O advogado Matheus Maciel, de 28 anos, acabou de sair de uma infecção de covid. Ele já tinha sido imunizado com a primeira dose da AstraZeneca. Ele deve tomar a segunda dose no dia 30 de julho. “Fiquei muito nervoso, com medo do agravamento dos sintomas. Tive febre, dor no corpo e náuseas, dor nos olhos. A vacina é a forma mais eficaz de prevenção contra uma doença que não tem nenhum remédio com eficiência comprovada. Provavelmente, a primeira dose já me conferiu alguma proteção. Se não estivesse vacinado meu destino poderia ser outro”.

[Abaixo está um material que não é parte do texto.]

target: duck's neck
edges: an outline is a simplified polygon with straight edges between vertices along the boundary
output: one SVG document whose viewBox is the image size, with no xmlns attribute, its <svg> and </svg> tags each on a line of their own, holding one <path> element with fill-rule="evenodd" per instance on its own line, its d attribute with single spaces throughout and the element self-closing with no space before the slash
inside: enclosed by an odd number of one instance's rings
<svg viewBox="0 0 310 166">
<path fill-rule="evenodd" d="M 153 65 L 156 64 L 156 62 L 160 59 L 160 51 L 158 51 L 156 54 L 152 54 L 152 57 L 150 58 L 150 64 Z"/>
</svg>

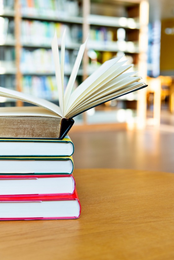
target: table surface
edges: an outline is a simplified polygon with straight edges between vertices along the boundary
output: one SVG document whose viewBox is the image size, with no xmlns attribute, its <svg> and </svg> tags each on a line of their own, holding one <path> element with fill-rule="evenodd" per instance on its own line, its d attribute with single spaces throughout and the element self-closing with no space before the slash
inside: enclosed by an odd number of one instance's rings
<svg viewBox="0 0 174 260">
<path fill-rule="evenodd" d="M 174 174 L 74 171 L 77 219 L 0 221 L 0 258 L 174 259 Z"/>
</svg>

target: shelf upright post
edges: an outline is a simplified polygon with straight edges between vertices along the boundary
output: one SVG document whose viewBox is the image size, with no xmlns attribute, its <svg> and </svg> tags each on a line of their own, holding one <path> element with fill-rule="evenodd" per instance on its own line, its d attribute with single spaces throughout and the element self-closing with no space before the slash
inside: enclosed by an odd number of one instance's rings
<svg viewBox="0 0 174 260">
<path fill-rule="evenodd" d="M 90 0 L 83 0 L 83 1 L 82 25 L 83 42 L 84 43 L 88 36 L 89 32 L 89 25 L 88 22 L 88 17 L 90 12 Z M 88 43 L 87 43 L 87 45 Z M 83 80 L 84 80 L 88 77 L 88 67 L 89 64 L 89 58 L 88 56 L 88 47 L 86 47 L 85 50 L 83 60 Z M 86 112 L 83 113 L 83 123 L 87 124 Z"/>
<path fill-rule="evenodd" d="M 138 71 L 145 82 L 147 72 L 147 48 L 148 46 L 148 24 L 149 23 L 149 4 L 147 0 L 142 0 L 140 5 L 140 29 L 139 36 L 140 54 Z M 147 89 L 145 88 L 138 92 L 137 127 L 143 129 L 146 123 Z"/>
<path fill-rule="evenodd" d="M 16 39 L 15 52 L 16 56 L 16 90 L 21 91 L 22 89 L 22 74 L 20 68 L 21 55 L 21 14 L 20 0 L 15 1 L 15 37 Z M 16 106 L 22 107 L 23 102 L 21 100 L 17 100 Z"/>
</svg>

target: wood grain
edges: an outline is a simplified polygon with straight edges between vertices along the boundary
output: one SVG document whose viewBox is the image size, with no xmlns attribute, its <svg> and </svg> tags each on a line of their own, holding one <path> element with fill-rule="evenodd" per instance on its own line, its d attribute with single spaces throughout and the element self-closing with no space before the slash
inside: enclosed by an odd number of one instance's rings
<svg viewBox="0 0 174 260">
<path fill-rule="evenodd" d="M 79 219 L 0 222 L 1 259 L 174 259 L 174 175 L 76 170 Z"/>
</svg>

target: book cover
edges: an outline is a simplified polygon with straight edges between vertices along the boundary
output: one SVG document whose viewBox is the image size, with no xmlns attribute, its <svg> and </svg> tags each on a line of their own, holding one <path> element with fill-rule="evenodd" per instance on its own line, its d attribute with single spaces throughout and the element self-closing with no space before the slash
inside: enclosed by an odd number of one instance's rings
<svg viewBox="0 0 174 260">
<path fill-rule="evenodd" d="M 0 198 L 0 220 L 77 218 L 80 212 L 76 190 L 71 195 Z"/>
<path fill-rule="evenodd" d="M 16 174 L 71 174 L 72 156 L 66 157 L 0 157 L 0 175 Z"/>
<path fill-rule="evenodd" d="M 72 174 L 0 175 L 0 197 L 68 195 L 75 187 Z"/>
<path fill-rule="evenodd" d="M 0 138 L 1 157 L 65 157 L 73 154 L 74 147 L 69 136 L 62 140 Z"/>
</svg>

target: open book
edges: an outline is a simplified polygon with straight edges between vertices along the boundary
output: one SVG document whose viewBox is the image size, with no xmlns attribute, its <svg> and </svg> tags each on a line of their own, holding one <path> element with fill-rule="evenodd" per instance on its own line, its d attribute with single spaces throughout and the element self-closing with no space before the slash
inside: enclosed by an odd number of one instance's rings
<svg viewBox="0 0 174 260">
<path fill-rule="evenodd" d="M 0 137 L 62 139 L 73 124 L 73 118 L 77 115 L 147 85 L 139 82 L 140 77 L 131 76 L 135 72 L 126 72 L 133 65 L 124 65 L 126 61 L 119 62 L 120 56 L 105 62 L 72 91 L 86 41 L 80 47 L 64 93 L 65 37 L 65 32 L 60 59 L 56 33 L 52 43 L 59 106 L 42 98 L 0 87 L 0 96 L 38 106 L 1 108 Z"/>
</svg>

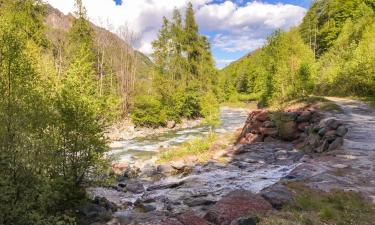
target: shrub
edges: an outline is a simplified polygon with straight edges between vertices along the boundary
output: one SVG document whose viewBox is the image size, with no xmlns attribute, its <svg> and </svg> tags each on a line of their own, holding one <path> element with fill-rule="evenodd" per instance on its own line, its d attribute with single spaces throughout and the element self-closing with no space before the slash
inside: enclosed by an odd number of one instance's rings
<svg viewBox="0 0 375 225">
<path fill-rule="evenodd" d="M 140 96 L 134 102 L 131 119 L 136 126 L 158 127 L 165 125 L 166 114 L 154 96 Z"/>
</svg>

No entanto, a medida que a vacinação avança, não quer dizer, que estamos livres de uma vez por todas das variantes, como chama atenção o infectologista da S.O.S. Vida, Matheus Todt. “O vírus não irá sumir de repente. Se a alcançarmos uma percentagem relevante de imunizados - cerca de 75%, como sugerem estudos realizados recentemente no Brasil - nós conseguiremos limitar a sua circulação. Ou seja, se conseguirmos alcançar a imunização em massa, ainda teremos casos de covid-19, porém de forma isolada sem tantas mortes”, explica.
Fonte:Priscila Natividade/ Correio da Bahia - 20/06/2021 08h:27min.